The Company They Keep: C. S. Lewis and J. R. R. Tolkien as Writers in Community
- Cover of the first edition
- Author: Diana Pavlac Glyer
- Language: English
- Subject: J.R.R. Tolkien, C.S. Lewis, Charles Williams, Inklings
- Genre: Non-fiction; Literary history
- Publisher: Kent State University Press
- Publication date: March 1, 2007
- Pages: 293 (hardcover)
- ISBN: 978-0-87338-890-0
- OCLC: 70265586
- Dewey Decimal: 823/.912 B 22
- LC Class: PR6023.E926 Z6642 2007

= The Company They Keep =

2007 book by Diana Pavlac Glyer

The Company They Keep: C. S. Lewis and J. R. R. Tolkien as Writers in Community (2007) is a non-fiction book written by Diana Pavlac Glyer, an Inklings scholar and English professor at Azusa Pacific University. The Company They Keep challenges the commonly held belief that the Inklings did not influence each other through a detailed and engaging examination of both published and unpublished works, papers, and letters written by J.R.R. Tolkien, C.S. Lewis, Charles Williams, Owen Barfield, Warren Lewis and the lesser-known writers who comprised the Inklings.

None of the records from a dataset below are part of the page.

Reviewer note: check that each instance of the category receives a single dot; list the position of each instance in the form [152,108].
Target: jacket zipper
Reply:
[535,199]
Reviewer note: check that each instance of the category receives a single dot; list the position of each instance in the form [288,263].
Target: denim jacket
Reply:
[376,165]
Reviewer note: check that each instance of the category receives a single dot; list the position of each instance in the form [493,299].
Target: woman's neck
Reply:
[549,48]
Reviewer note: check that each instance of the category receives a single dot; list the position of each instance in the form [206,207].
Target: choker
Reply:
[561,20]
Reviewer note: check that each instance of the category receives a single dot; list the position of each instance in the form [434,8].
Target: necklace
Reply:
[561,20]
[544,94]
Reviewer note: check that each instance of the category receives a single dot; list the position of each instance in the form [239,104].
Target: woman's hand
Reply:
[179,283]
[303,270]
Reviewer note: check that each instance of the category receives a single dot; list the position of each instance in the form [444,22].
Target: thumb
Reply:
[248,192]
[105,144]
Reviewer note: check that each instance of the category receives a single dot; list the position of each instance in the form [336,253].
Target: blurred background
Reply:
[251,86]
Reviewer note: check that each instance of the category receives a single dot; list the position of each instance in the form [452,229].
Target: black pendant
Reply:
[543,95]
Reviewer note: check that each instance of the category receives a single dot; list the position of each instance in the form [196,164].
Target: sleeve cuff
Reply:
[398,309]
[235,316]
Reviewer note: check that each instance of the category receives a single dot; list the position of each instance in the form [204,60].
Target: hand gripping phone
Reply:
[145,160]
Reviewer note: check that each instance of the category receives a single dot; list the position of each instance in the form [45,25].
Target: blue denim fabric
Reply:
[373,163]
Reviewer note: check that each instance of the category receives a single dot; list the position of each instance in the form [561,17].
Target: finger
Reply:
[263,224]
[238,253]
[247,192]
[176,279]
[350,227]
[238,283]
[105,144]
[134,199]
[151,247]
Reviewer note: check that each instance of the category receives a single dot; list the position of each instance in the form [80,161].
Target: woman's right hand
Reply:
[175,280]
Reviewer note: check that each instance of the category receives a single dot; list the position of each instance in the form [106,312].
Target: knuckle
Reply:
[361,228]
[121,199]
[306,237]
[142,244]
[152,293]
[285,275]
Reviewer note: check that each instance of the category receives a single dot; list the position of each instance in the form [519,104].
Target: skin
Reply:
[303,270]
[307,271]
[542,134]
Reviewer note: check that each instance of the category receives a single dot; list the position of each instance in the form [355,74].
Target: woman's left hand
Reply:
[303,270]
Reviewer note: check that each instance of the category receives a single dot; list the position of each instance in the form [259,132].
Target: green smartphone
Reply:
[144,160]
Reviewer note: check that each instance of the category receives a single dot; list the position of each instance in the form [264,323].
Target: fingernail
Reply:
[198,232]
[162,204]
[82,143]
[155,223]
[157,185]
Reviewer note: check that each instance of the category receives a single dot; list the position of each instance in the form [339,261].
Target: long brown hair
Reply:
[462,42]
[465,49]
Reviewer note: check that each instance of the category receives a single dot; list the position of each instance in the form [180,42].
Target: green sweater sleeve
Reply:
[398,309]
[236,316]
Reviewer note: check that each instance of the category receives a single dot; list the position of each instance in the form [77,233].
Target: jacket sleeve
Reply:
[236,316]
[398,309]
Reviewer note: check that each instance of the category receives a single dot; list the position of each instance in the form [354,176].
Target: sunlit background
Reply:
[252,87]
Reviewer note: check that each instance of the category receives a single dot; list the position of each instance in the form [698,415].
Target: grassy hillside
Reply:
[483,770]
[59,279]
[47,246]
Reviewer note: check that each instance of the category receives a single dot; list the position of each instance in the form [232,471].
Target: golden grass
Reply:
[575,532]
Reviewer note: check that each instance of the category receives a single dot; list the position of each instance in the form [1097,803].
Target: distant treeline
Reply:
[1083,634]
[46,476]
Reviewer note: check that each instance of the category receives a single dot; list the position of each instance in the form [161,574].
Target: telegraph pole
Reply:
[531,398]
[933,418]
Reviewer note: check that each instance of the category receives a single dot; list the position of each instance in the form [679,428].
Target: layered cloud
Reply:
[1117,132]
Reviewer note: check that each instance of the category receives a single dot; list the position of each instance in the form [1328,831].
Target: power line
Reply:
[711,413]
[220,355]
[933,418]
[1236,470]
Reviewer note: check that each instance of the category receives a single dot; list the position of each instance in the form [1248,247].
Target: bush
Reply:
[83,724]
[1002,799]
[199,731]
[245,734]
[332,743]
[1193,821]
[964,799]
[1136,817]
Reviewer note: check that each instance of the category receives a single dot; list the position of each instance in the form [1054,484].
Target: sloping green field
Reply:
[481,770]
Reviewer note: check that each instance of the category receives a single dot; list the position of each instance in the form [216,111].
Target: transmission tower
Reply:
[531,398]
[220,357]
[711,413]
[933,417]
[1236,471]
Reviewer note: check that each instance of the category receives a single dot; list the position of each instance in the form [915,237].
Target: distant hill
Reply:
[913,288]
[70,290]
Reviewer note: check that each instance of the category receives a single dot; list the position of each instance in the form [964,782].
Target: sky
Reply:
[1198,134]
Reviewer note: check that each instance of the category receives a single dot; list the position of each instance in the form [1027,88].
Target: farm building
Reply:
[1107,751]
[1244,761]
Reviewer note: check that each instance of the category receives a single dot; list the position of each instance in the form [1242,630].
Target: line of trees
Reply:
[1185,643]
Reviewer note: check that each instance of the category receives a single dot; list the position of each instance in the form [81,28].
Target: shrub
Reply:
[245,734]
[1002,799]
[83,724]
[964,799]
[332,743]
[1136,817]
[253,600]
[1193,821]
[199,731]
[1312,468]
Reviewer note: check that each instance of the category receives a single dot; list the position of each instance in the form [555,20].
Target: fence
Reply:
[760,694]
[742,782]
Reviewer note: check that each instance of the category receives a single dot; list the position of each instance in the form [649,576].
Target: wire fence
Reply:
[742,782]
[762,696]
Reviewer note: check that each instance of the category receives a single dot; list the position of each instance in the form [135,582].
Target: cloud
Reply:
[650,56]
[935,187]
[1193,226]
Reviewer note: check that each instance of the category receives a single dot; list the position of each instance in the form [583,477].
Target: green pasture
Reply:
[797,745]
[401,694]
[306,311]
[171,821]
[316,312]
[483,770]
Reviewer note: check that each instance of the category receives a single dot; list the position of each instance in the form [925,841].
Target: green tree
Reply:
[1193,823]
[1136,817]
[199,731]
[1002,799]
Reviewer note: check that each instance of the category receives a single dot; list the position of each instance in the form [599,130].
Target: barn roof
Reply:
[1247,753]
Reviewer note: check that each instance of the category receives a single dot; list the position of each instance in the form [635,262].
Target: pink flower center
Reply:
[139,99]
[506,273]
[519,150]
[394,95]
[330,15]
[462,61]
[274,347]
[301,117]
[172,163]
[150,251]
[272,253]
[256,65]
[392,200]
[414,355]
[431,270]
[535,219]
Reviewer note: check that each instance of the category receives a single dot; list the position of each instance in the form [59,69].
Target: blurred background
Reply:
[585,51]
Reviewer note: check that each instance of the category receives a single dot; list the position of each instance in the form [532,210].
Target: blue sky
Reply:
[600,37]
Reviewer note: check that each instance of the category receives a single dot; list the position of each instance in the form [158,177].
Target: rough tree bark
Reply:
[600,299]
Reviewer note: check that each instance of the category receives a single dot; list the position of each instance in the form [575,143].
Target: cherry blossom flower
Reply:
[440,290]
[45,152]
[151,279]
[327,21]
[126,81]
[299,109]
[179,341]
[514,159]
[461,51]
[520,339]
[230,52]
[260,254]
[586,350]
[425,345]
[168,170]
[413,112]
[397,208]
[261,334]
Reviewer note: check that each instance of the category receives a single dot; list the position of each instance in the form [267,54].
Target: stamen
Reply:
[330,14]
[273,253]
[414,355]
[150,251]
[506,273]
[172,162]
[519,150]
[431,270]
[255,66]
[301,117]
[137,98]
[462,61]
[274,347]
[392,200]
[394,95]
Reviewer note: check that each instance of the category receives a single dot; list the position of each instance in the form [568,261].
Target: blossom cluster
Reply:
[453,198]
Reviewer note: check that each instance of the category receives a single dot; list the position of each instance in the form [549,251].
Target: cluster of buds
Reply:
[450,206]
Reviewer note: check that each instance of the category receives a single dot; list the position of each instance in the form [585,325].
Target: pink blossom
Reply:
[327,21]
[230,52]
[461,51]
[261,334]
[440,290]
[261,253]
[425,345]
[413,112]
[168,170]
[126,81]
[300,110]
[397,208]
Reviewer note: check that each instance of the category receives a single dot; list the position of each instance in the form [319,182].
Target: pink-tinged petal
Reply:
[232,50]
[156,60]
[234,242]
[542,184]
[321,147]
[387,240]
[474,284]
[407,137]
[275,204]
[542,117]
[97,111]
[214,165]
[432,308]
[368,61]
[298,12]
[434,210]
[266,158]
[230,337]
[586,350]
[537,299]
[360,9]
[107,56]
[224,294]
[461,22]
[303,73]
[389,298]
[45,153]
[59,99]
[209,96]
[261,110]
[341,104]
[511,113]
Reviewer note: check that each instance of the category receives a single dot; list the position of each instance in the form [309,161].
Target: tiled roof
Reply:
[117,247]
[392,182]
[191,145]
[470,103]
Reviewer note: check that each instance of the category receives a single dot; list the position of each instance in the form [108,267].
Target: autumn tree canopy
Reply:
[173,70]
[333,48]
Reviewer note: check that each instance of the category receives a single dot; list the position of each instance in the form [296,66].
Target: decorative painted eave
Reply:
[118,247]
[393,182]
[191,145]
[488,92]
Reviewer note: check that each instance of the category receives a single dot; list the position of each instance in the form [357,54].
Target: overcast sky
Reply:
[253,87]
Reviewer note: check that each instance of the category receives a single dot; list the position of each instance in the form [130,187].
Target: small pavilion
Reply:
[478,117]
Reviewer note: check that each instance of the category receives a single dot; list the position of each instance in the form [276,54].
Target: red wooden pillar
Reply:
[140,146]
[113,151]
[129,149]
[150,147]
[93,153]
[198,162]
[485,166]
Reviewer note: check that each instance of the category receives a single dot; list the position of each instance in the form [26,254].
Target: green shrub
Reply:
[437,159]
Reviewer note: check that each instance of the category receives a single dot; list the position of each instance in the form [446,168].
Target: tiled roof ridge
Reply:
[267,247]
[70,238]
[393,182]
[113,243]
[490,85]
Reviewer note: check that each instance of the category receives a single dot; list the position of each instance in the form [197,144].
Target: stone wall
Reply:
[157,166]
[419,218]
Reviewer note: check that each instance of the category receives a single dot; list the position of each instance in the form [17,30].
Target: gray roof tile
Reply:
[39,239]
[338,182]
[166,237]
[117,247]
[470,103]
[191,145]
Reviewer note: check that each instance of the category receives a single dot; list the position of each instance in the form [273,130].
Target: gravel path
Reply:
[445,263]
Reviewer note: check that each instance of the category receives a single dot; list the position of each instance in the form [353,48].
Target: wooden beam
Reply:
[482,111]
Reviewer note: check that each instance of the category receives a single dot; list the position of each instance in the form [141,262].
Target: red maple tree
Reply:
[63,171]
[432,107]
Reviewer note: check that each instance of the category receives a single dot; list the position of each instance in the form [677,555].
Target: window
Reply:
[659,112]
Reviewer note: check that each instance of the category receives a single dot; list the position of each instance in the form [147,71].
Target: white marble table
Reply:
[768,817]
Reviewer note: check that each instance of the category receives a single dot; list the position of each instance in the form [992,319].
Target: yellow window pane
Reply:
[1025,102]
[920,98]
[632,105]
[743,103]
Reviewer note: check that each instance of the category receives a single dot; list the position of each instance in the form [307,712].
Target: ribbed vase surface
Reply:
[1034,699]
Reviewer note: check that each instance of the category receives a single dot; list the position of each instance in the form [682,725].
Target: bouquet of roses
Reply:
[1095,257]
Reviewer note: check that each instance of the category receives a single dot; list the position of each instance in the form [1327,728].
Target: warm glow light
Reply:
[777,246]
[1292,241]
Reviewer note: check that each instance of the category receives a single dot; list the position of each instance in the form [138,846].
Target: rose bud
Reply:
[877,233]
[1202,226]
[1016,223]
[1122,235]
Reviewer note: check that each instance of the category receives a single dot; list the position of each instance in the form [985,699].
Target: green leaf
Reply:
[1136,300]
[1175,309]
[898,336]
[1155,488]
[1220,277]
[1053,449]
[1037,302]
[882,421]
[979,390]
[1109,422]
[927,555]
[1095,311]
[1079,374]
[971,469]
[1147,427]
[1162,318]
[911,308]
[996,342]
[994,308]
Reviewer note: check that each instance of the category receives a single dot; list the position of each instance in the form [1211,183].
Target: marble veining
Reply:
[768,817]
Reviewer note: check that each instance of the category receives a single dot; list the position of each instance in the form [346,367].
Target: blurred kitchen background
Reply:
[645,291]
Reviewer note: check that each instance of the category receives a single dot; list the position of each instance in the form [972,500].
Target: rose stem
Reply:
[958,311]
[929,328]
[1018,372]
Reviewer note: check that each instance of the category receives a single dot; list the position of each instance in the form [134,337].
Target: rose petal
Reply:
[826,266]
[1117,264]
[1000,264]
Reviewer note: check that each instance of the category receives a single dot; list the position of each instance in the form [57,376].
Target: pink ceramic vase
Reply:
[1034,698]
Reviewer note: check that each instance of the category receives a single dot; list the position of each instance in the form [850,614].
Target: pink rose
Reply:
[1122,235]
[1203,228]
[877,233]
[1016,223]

Dr. Glyer provides the historical context for C.S. Lewis' famous statement that one doesn't influence Tolkien, one "might as well try to influence a bandersnatch!" and examines the ways the Inklings both inspired and provoked each other into writing better, more distinctly individual works than they would have without the group.

== Awards ==
The Company They Keep: C. S. Lewis and J. R. R. Tolkien as Writers in Community is the winner of the 2008 Mythopoeic Scholarship Award in Inklings Studies; and the NETS 2006/2007 Imperishable Flame Award. It was also nominated for the Hugo Award for Best Related Book at Denvention 3, the 66th World Science Fiction Convention, held in Denver, Colorado.